Part 2: Reinforcement Learning
Task 2(20 points): We discussed how we can formulate RL problems as an MDP. Describe any
real-world application that can be formulated as an MDP. Describe the state space, action
space, transition model, and rewards for that problem. You do not need to be precise in the
description of the transition model and reward (no formula is needed). Qualitative description
is enough.
Task 3(20 points): RL is used in various sectors – Healthcare, recommender systems and trading
are a few of those. Pick one of the three areas. Explain one of the problems in any of these
domains that can be more effectively solved by reinforcement learning. Find an open-source
project (if any) that has addressed this problem. Explain this project in detail.

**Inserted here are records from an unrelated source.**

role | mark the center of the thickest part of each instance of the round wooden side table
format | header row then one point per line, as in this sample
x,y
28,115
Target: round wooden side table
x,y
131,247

Task 4 is for 6000 level ONLY
Task 4(100 points): Implement the game of tic-tac-toe (write a class that implements an agent
playing Tic Tac Toe and learning its Q function) using the Q-learning technique (see the
resources/links provided in class for more details). Clearly describe your evaluation metric and
demonstrate a few runs. You might need to use some online resources to proceed with this. Do
not forget to cite those.
Part 3: Recommender Systems
Task 5 (30 points): For this task use the MovieLens 100k dataset
(https://grouplens.org/datasets/movielens/100k/)
Perform the necessary data cleaning, EDA and conversion to User-item matrix.
Implement any 2 collaborative filtering recommendation systems (RecSys) algorithms covered
in class (Matrix Factorization, Alternating Least Squares, NCF etc.) and compare their
performance for any 2-evaluation metrics used for RecSys. You may read literature to find out
which evaluation metrics are used for RecSys. Cite all your research.